Jamie Sommers: Per Jamie Sommers (my God — I’m getting my news from here now), apparently Mexico City had one of those earthquakes you keep hearing about from time to time on the teevee.

Jamie supposes something was done in Mexico to offend the gods. On a related note, up in Virginia Beach, Pat Robertson was just heard shouting, “NO, YOU IDIOT! IOWA! SMITE IOWA!”

@SanFranLefty: There’s a “rest of the story” feel to what follows after Mission Accomplished, so that seemed a natural cutoff.

But I may fill in this one some more. I forgot to include the odd coincidence of Powell giving his UN speech the afternoon a Senate committee was discussing Bybee’s appeals-court nomination, for example. And I thought about including the torture law Reagan signed, but I liked the forty-year jump from the Geneva Conventions to the War Crimes Act.

(And yes, there’s definitely an interesting follow-up comparing Inhofe’s comments between 1996 and now. For one thing, he mentions the Oklahoma City bombing in that same speech.)
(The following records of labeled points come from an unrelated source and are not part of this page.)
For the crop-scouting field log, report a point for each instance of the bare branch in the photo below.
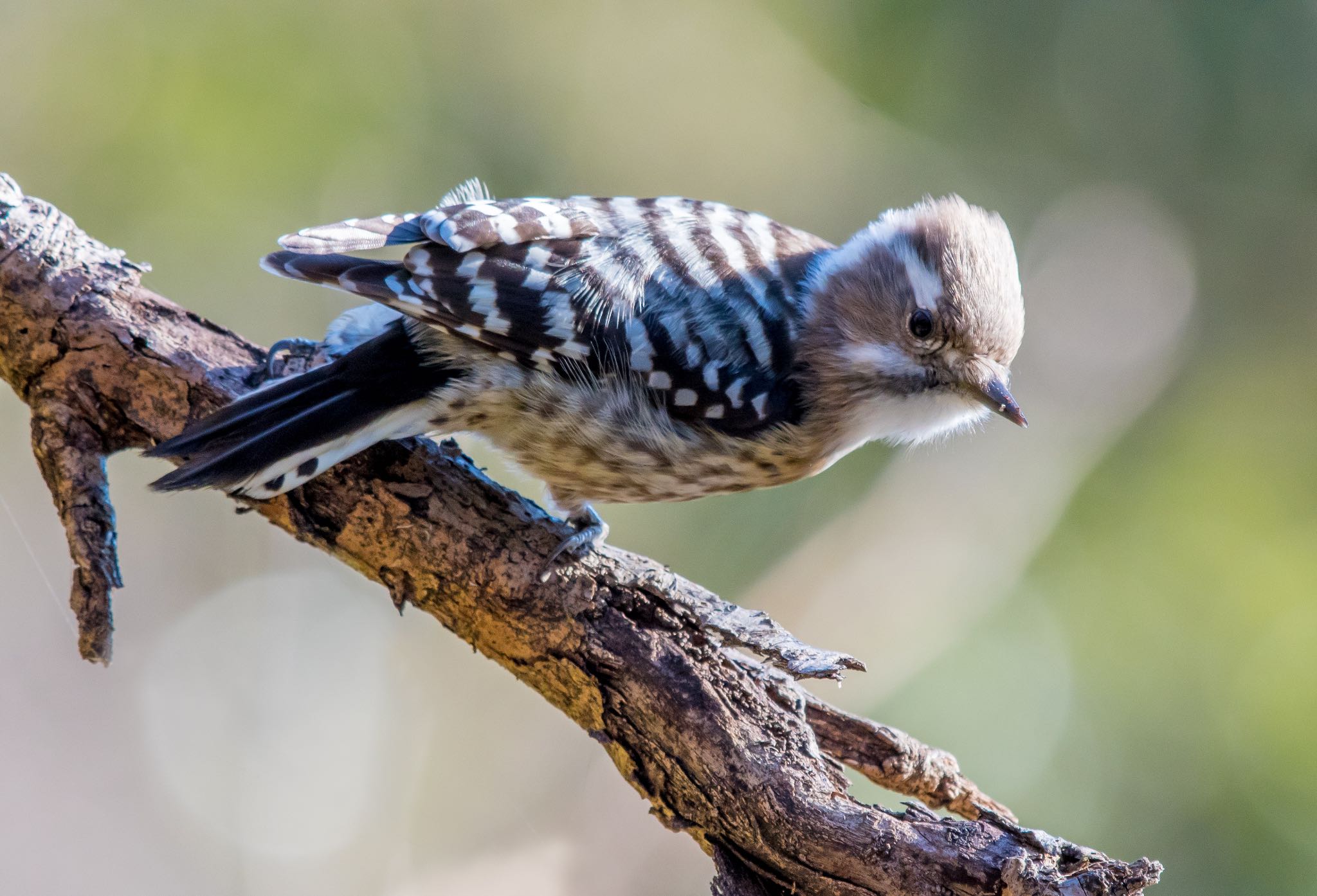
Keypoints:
(726, 749)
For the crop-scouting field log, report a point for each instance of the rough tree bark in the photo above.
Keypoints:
(726, 748)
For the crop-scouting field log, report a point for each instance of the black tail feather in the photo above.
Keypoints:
(322, 407)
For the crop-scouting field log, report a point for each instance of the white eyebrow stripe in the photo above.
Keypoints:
(926, 283)
(886, 358)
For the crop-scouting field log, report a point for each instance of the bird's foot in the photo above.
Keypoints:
(295, 346)
(590, 533)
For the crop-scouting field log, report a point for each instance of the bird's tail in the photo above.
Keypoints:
(281, 436)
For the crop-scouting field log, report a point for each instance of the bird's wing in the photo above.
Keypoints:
(697, 301)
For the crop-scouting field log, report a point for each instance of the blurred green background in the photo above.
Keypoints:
(1109, 619)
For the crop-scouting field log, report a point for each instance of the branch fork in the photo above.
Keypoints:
(726, 746)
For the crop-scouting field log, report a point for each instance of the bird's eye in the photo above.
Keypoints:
(921, 324)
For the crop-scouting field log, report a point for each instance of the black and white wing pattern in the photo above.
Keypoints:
(698, 301)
But the main thing was that I personally needed to make sense of all the facts that dribbled out last week, your classic newspaper timeline sidebar. And I needed a resource to judge all the lies coming out this week.
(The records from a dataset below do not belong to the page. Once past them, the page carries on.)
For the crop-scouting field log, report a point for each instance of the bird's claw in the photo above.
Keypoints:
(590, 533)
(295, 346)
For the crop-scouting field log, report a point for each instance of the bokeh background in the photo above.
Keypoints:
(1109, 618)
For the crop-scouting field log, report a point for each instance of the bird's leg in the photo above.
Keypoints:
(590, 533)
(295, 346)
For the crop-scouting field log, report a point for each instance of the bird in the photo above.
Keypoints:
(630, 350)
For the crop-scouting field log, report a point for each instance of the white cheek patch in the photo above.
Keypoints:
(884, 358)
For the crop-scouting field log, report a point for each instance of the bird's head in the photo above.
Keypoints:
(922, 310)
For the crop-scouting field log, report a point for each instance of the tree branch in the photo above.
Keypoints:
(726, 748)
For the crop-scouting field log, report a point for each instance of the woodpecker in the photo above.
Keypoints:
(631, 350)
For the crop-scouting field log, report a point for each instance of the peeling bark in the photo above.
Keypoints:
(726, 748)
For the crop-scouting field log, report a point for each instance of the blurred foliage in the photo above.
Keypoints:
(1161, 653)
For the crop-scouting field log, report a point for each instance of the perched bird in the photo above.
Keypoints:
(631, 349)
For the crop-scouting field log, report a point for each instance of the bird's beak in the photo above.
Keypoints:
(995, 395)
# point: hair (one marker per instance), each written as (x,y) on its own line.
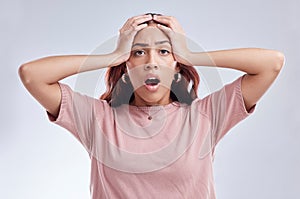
(118,92)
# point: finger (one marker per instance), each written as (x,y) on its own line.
(165,29)
(134,21)
(163,19)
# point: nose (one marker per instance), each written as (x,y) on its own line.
(151,66)
(151,62)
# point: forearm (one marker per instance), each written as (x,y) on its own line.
(249,60)
(50,70)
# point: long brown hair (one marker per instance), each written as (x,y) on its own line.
(118,93)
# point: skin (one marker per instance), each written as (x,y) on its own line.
(40,77)
(151,55)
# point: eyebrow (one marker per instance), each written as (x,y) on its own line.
(156,43)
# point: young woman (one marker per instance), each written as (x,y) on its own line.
(150,136)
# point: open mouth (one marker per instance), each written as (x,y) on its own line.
(152,83)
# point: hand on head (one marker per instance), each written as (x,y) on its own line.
(168,24)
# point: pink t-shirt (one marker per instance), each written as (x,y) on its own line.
(169,156)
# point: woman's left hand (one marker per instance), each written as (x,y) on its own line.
(176,34)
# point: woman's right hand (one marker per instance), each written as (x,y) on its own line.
(126,37)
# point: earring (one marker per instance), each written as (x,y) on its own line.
(177,77)
(124,78)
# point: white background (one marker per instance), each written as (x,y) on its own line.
(258,159)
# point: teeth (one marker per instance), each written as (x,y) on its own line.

Case in point: There’s a quote out there from a NYT reporter saying he can’t call it “torture” because that’s in dispute. Well, no it isn’t. One of the patterns we see is Rummy & Minions deliberating ignoring the legal consensus, cherry-picking the Gitmo lawyer’s provisional opinion and shutting down the review by the Pentagon’s own legal office. Torturing was railroaded, just as — and at the same time — the war was railroaded.

Literally: a criminal conspiracy.

Another thread I don’t follow here, but is definitely worth following up, is the role of the psychiatrists — licensed medical professionals. The 2007 Vanity Fair story looks at SERE shrink Bruce Jessen, and it’s worth a fresh visit in light of what we know now.

Still another thread: Where are they now? Not all the names are familiar — like Yoo, Delahunty is back in academia.

So I may build on this, but probably not extend the timeline. The Senate report does carry it through to Bagram and Abu Ghraib, and there’s yet another story about the fate of the “bad apples” that Olbermann’s been touching on, but my interest is how it all started.

@nojo: but my interest is how it all started. The bio of Cheney, Angler suggests that it all started long before inauguration day. Well, the criminal conspiracy stuff anyway.

@nojo:
Where are they now?

Pretty much where you’d expect: signing seven figure book deals; ensconsced in the academic institutions they claim to despise and teaching a whole new generation that crime pays; appearing as Serious Experts and regular contributors on teevee and in our Pravda-esque noospapers, and so forth.

@Nabisco: My understanding is that the Cheney story goes back to — drumroll, please — Watergate. As a member of the Ford administration, he deeply resented the limits placed on presidential power.

@Original Andrew: To state something obvious: The media, not satisfied with failing us in 2002-2003, are intent on failing us again. You don’t have to do the Full Olbermann to see something wrong in all this.